# How was this achieved?



## StephInTeevee (Dec 21, 2012)

Hello, CB! 

I'm new to the world of projections - and very much enjoying learning more about it. 

For the sake of curiosity, can anyone dissect this production:

When it Rains at the Bus Stop Theatre - YouTube and explain what gear they might have used? It says it was lit by one projector. Where would one start to do something similar? Create the videos and run them from Qlab? 

Cheers, 
S


----------



## Footer (Dec 22, 2012)

Rather simple actually... one projector... pointed at the stage... actors very close to the projection surface.... probably ran as one continuous video. 

and...

A VERY talented projection designer who worked extremely close with the director to make it all come together. I expect that it did not look as good in person as it does in the video, but I am sure it was still pretty cool. The content of this is what would be the hard part. Point a 15-20k projector at the stage is not hard, but coming up with what to throw out of it is the hard stuff.


----------



## cpf (Dec 22, 2012)

It's hard to guess what kind of playback software was used based on a few clips. My first thought was a continuous video and an operator with their hand on a jog/speed control to help keep it in sync and on-track. Or, a heavily cued setup where a single video track is paused and resumed at all the right moments. Another possibility would be a slideshow built in Flash, or PowerPoint/Keynote I guess, and advanced at the right moments (similar to a pre-rendered video, but without the pre-rendered part).

Certainly a challenge for all involved.


----------



## soundman (Dec 22, 2012)

StephInTeevee said:


> Where would one start to do something similar? Create the videos and run them from Qlab?



Its a neat concept and seems to be well done. Most likely the projection designer had a team crating the content to his/her spec. Once the projection surface and the PJ resolution is established the designer can submit a dimensioned drawing to the content creators and they would come back with the media files needed to achieve the effect. Rather than using Qlab I would bet they are using a media server, if it were me each layer of the scene would be a layer of the media server. The background color would get a layer, any furniture would get a layer, any motion would get a layer and any moments with cast interaction would have layer. By splitting the content among more layers you can tune one thing with out affecting the other layers. Want to speed up the ceiling fan, easy. hold the wine pour cue for another two beats, done. When I have been on shows with heavy video content the more things that can be done with the media server the better. Getting the content guys to touch things up can get pricey and take time.


----------



## ruinexplorer (Dec 22, 2012)

As can be seen below, standard playback with well rehearsed performers can be a good performance. However, interactive projections are becoming more available to the avid tinker (not what was done above) and can result in a great performance.

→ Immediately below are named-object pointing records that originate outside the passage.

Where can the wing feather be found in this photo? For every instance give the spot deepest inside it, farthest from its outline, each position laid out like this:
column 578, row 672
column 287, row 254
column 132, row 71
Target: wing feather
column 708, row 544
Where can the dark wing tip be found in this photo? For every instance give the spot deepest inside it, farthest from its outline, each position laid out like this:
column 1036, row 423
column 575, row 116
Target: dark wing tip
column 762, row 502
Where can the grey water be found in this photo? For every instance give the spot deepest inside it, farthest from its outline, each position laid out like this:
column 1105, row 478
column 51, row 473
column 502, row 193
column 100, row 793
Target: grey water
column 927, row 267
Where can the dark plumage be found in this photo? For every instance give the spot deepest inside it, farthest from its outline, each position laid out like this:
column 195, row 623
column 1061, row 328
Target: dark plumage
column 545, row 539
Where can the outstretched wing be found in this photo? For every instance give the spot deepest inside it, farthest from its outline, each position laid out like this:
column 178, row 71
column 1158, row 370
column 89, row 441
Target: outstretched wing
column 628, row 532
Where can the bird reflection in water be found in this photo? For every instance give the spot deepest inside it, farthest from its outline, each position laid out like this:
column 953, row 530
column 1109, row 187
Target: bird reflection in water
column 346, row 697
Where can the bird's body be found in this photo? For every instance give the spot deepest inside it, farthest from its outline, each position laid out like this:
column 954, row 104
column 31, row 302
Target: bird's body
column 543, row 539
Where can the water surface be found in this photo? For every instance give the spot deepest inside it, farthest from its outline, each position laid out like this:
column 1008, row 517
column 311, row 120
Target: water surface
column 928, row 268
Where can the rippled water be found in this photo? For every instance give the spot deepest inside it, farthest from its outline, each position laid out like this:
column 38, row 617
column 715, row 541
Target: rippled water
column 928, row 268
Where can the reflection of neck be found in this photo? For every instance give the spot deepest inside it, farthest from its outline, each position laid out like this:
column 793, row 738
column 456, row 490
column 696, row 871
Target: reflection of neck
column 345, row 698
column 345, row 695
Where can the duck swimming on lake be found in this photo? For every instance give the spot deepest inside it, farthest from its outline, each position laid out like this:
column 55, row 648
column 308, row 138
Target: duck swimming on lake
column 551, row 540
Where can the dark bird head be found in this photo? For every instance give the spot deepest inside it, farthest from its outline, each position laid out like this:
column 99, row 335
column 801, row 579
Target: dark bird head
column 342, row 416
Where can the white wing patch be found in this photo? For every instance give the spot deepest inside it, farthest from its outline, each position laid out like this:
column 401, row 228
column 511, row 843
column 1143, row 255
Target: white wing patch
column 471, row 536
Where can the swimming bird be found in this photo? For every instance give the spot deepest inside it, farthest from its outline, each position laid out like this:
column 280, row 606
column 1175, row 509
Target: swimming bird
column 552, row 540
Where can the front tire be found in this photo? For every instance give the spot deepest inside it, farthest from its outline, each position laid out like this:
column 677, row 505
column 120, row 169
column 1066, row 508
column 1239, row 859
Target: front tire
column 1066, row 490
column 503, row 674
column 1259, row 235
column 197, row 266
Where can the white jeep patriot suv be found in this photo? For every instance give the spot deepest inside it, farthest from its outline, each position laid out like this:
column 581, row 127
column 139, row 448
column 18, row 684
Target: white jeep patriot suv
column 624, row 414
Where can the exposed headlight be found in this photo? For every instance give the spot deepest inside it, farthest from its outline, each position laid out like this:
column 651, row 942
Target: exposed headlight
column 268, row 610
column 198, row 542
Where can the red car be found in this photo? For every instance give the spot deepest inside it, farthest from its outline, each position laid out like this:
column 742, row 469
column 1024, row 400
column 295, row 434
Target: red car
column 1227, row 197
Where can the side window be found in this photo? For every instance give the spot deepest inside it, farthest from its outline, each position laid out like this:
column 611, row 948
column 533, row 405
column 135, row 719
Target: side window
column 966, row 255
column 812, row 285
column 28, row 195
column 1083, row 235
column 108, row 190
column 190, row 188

So, yes, create the video and then rehearse extensively in the performance space or the exact set-up.


----------



## DuckJordan (Dec 22, 2012)

Or if you are nine inch nails, create video segments that can be interacted with by the performer Leroy Bennett | Production & lighting designer of Nine Inch Nails' Lights In The Sky Tour


----------



## StephInTeevee (Dec 22, 2012)

Thanks for the replies, everyone - much appreciated!


cpf said:


> My first thought was a continuous video and an operator with their hand on a jog/speed control to help keep it in sync and on-track. Or, a heavily cued setup where a single video track is paused and resumed at all the right moments. Another possibility would be a slideshow built in Flash, or PowerPoint/Keynote I guess, and advanced at the right moments (similar to a pre-rendered video, but without the pre-rendered part).



I hadn't though about a flash sideshow - great idea. About the speed control - is this achievable in Qlab? What other playback software can be used to tinker with speed? Speed control is what's stumping me here. 


> rather than using Qlab I would bet they are using a media server, if it were me each layer of the scene would be a layer of the media server.


Interesting! Can you expand on the media servers? Setup and software? 


> However, interactive projections are becoming more available to the avid tinker (not what was done above) and can result in a great performance. So, yes, create the video and then rehearse extensively in the performance space or the exact set-up.


thanks for the video - great example.


----------



## soundman (Dec 22, 2012)

StephInTeevee said:


> Interesting! Can you expand on the media servers? Setup and software?



Look at PRG's Mbox, Green Hippo, and Catalyst

In a nut shell all the clips will get loaded into a computer and can be called up to play via DMX, timecode, or other software. In addition to just playing the clips the software can manipulate it in real time. Things like masking (think shutter cuts), scaling (zoom), position, color correction, playback speed, and wrapping around 3D objects. 

I'm not a media server guy but I have fiddled with them in the shop and spoken to people who do it for a living.


----------



## StephInTeevee (Dec 22, 2012)

soundman said:


> In a nut shell all the clips will get loaded into a computer and can be called up to play via DMX, timecode, or other software. In addition to just playing the clips the software can manipulate it in real time. Things like masking (think shutter cuts), scaling (zoom), position, color correction, playback speed, and wrapping around 3D objects.


Thanks!

In case anyone's curious, I got in touch with the designer - he said he used Modul8 and Isadora. The latter allows for a lot of playback flexibility, I think that's what I'm going to go with!


----------